Macro data out in the past 24 hours have done little to assuage market concerns about the risk of global deflation but dovish comments by the Federal Reserve have given US equities a boost today and pushed the Dollar weaker for the third consecutive session.

In the US, the ISM manufacturing PMI fell from 52.8 in April to 52.1 in May, its lowest level since October 2016, suggesting that US GDP growth likely slowed in Q2 from 3.1% qoq annualised in Q1 and markets will now be focussed on tomorrow’s release of non-manufacturing PMI data. The Federal Reserve is clearly paying attention, with voting FOMC member Bullard saying yesterday evening that a rate cut may be warranted soon. Chairperson Powell in a speech this afternoon was not as dovish but did seem to slightly soften his tone, arguing that the Fed would respond “as appropriate” to the risks posed by a global trade war and other recent developments.

These twin comments appear to have masked for now disappointing US macro data. The S&P 500 is up 1.6% at time of writing, wiping out the cumulative losses posted on Monday and last Friday. The Dollar trade-weighted index, which on Friday hit its strongest level since end-December, has since weakened about 0.4%.

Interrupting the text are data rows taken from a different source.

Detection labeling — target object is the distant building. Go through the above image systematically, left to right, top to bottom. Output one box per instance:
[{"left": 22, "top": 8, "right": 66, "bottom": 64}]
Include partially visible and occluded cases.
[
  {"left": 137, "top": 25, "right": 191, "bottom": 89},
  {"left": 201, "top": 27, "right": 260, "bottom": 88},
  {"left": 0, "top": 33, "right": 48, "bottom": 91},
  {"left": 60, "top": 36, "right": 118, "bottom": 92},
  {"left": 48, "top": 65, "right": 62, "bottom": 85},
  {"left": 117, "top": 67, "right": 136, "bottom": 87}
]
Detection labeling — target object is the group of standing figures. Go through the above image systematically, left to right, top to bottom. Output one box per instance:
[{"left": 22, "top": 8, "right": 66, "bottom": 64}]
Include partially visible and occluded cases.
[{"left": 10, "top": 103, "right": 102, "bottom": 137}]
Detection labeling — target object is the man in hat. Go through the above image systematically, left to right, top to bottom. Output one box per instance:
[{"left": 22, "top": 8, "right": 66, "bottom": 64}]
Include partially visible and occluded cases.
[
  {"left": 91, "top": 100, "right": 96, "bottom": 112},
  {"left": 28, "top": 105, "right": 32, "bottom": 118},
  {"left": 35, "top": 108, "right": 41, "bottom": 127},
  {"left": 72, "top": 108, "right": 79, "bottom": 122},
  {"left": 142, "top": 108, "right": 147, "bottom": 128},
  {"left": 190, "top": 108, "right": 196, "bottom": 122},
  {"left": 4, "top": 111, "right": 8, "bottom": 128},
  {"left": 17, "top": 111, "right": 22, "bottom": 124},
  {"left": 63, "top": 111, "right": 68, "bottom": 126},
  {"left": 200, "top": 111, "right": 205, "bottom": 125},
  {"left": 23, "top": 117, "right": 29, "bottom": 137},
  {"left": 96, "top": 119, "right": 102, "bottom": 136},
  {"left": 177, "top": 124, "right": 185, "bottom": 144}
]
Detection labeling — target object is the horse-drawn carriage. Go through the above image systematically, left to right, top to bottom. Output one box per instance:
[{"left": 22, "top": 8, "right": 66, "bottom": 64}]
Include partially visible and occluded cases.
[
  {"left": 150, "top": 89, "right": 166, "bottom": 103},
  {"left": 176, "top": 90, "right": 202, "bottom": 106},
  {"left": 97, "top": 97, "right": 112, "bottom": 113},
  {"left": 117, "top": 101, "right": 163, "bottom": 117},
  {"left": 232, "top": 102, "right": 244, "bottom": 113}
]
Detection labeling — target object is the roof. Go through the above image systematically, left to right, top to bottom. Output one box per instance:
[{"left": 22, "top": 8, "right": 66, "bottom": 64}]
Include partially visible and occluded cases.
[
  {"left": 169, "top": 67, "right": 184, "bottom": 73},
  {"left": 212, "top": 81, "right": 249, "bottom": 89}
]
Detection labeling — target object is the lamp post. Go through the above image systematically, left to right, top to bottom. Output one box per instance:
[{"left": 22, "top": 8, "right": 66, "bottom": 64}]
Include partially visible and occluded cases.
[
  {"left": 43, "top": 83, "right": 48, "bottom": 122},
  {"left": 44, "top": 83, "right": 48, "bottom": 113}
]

The macro picture in the UK remains at best tentative. The manufacturing PMI dropped to 49.4 in May, the first time it has been below 50 since July 2016, indicating that manufacturing activity contracted last month. The British Retail Consortium’s latest report, out this morning, has total sales falling 2.7% yoy in May – the largest year-on-year fall ever recorded. While this number was likely dragged lower by unfavourable base effects – retail sales were particularly strong in May 2018 – retail sales growth has clearly slowed sharply following a robust Q1. Nevertheless, Dollar weakness has helped the GBP/USD cross rally to 1.268 – its strongest level since 28thMay.

It has been a similar story in the Eurozone. Despite core CPI-inflation falling from 1.3% yoy in April to a one-year low of just 0.8% yoy in May, EUR/USD has surged to 1.1255 – its strongest level since mid-May. However, Euro volatility is likely to remain elevated in the run-up to Thursday’s ECB policy meeting.